A cyber threat can be said as an evil act to damage or steal your data to disrupt the digital well being and stability of an organization. It includes a wide variety of attacks varying from data breaches to computer viruses, denial of service, and numerous other attack vectors. Cyber threats attempt to turn potential accountability into actual attacks on systems and networks. #cybersecurity threats can include anything from Trojans, viruses, and #hackers to backdoors.
Cyberthreat also refers to thinkable cyberattacks aimed at gaining unauthorized access, destroying, stealing, or damaging IT assets, intellectual property, computer networks, or other forms of sensitive data.
Cyber threats have started to affect each aspect of our life. Let us take a close look at a few common Cyber threats we should be aware of :
Malware is a general term that can be used for any program or file that can deliberately interfere with or damage a system or computer. Malware usually enters networks through #security holes when users click on email attachments or malicious links that install dangerous software. Malware software includes:
The Trojan is a type of malware that personates itself as authorized software but performs evil activity when executed.
Viruses and worms are venomous code that is installed without your knowledge. These viruses can double and spread to other systems simply by attaching themselves to computer files. Worms may double themselves like viruses but they do not need to connect to other systems to do so.
A Domain Name System (DNS) poisoning attack compromises the DNS and redirects web traffic to malicious websites. This type of cyber threat does not attack the hacked pages.

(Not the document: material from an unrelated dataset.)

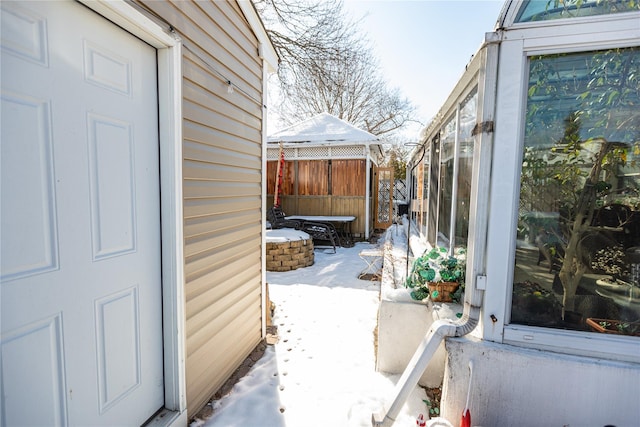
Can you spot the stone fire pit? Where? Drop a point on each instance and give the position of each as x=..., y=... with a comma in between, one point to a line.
x=288, y=249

How you can protect yourself against such Cyber Threats :
Use Antivirus Software:
First of all, Secure your systems/devices with the right antivirus software. Antivirus software doesn’t have to break the bank either. For example, Microsoft Defender is free on Windows
Back up everything
Always remember to keep a backup of your data. Don’t keep things in one place or one device that you can’t afford to lose. Try to use an external drive for backups, explore the many cloud storage options available, or consider hard copies of your recordings.
Protect all passwords
Make sure every employee has strong passwords on all devices containing sensitive information. You should also implement a policy to change passwords regularly.
Train your employees
Ensure that all employees understand the importance of consistently following cybersecurity best practices and have a clearly defined set of rules to follow.
Do not mix work and leisure
Whenever possible, avoid using the same equipment for business as you do at home. Do not store business information on devices shared with family, friends, roommates, etc. This exposes sensitive data to unnecessary risk.